Petrolieri inquinatori e impuniti

SIRACUSA – Le capacità di reazione della natura nel triangolo industriale Priolo-Melili-Augusta sono terminate. In particolare, sono totalmente azzerate quelle della rada di Augusta e dei suoi fondali, mortalmente colpiti negli ultimi sessant’anni da un inquinamento indiscriminato. E nessuna delle grandi imprese della zona, operanti nel settore degli idrocarburi e della petrolchimica, che vi si sono insediate nel tempo, compromettendo ormai irreparabilmente la matrice ambientale, ha intenzione di risarcire e riparare i danni arrecati. Questo nonostante lo scorso 29 marzo la Corte di giustizia europea (con sede in Lussemburgo) abbia ribadito, per l’area industriale a Nord di Siracusa, il principio comunitario del “chi inquina paga”.
 
La Corte ha rimarcato come, secondo la direttiva sulla responsabilità ambientale, “per poter presumere un nesso di causalità, l’autorità nazionale deve disporre di indizi plausibili in grado di dare fondamento alla sua presunzione, quali la vicinanza dell’impianto dell’operatore all’inquinamento accertato e la corrispondenza tra le sostanze inquinanti ritrovate e i componenti impiegati da detto operatore nell’esercizio della sua attività”.
In pratica, la Erg, la Polimeri Europa, la Syndial, l’Eni, la Esso e le altri grandi imprese del petrolchimico dovrebbero tutte pagare i danni. Esemplificativa è la questione relativa alle 500 tonnellate di mercurio ritrovate nei fondali megaresi, che ha comportato una complessa e intricata vicenda giudiziaria, banalizzata come caduta in prescrizione, ma che in realtà ha avuto risvolti alquanto diversi.
“Quasi tutti gli indagati, responsabili dell’inquinamento della rada, – conferma, infatti, il sostituto della Procura della Repubblica di Siracusa, Maurizio Musco – hanno patteggiato la pena, con condanne fino a due anni. Solo per alcuni reati – aggiunge il pubblico ministero – ci sono state le prescrizioni”. In base a quanto spiega Musco, si è inizialmente proceduto per “l’organizzazione illegale del traffico e dello smaltimento di rifiuti pericolosi”, reato contemplato dall’ex art. 53 bis del Codice di procedura penale, che prevede condanne da 1 a 6 anni. “In seguito – aggiunge il sostituto procuratore – la vicenda si è intersecata con l’avvelenamento delle acque, per il quale si sono susseguite ben tre consulenze”. L’esito delle perizie ha stabilito “un alto grado d’inquinamento dei fondali della rada di Augusta, ma non tale da mettere in pericolo l’incolumità pubblica”. Forti di questo risultato, i difensori delle imprese hanno così chiesto l’archiviazione del reato di avvelenamento delle acque, ottenendola dal gip incaricato.
Terzo e fondamentale punto della vicenda dell’inquinamento della rada di Augusta riguarda la sua bonifica.

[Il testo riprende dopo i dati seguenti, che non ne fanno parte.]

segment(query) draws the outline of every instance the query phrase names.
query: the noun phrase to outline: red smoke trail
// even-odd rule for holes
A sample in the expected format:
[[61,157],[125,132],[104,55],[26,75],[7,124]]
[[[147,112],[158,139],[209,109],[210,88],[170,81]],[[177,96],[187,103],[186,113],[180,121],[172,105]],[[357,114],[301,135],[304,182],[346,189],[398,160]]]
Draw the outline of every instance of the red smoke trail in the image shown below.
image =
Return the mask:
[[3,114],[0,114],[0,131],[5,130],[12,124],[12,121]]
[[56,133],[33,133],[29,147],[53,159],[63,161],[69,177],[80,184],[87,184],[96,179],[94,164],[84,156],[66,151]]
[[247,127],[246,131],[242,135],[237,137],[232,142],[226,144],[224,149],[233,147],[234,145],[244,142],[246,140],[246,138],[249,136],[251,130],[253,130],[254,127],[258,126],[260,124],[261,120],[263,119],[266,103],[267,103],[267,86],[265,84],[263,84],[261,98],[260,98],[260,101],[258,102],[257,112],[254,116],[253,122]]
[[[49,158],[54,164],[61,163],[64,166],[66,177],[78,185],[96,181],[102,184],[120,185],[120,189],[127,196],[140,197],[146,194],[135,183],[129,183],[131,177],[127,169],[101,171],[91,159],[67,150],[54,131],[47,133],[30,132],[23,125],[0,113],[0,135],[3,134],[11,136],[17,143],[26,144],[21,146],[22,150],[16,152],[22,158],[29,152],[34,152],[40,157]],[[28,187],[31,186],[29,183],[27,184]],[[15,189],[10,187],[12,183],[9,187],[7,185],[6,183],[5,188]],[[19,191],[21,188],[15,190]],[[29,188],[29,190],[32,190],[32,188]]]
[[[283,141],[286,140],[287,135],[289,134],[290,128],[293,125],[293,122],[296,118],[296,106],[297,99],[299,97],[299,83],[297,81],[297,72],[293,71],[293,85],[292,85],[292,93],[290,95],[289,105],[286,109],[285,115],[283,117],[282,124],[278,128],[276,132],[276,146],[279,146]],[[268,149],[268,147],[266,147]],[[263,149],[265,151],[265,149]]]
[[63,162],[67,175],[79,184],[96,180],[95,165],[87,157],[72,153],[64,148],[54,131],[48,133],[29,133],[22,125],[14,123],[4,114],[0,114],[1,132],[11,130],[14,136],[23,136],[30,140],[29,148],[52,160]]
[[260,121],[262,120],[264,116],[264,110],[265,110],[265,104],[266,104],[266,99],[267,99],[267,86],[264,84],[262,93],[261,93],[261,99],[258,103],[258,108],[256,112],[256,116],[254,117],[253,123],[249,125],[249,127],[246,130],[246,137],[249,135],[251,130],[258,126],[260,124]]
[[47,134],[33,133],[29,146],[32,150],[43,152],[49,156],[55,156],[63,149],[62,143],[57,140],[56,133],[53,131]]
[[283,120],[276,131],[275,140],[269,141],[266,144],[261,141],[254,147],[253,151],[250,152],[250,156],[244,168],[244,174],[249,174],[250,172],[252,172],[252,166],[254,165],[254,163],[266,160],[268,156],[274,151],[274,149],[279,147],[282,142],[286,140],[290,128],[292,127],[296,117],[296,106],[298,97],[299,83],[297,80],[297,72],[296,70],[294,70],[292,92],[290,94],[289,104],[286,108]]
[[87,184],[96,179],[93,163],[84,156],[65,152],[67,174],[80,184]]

E’ bene rammentare, che per attuarla il ministero dell’Ambiente, seguendo i dettami della normativa contenuta nel Dlgs 152/2006, ha stabilito siano necessari oltre 670 mln di €, metà dei quali avrebbero dovuto essere a carico dell’industria. Solo ricorrendo all’intervento del Tar di Catania, nel 2008, le industrie petrolchimiche sono riuscite a evitare il loro dovere, anche se la sentenza della giustizia amministrativa siciliana è stata poi vanificata dalla Corte di giustizia Ue. “Da un punto di vista penale, – chiarisce il magistrato Maurizio Musco – l’obbligo di  bonifica è stato introdotto alla fine degli anni Novanta del secolo scorso, e dato che l’inquinamento in questione è avvenuto tra gli anni Cinquanta e Settanta, non si è potuto applicare il principio di retroattività, e quindi – conclude – non si è potuto procedere”.  Se da un lato, dunque, la Giustizia penale ha avuto i suoi risvolti, dall’altro quella civile può e deve avere il suo percorso per giungere ad un vero è proprio risarcimento dei danni, unica compensazione accettabile per un territorio spremuto fino all’osso.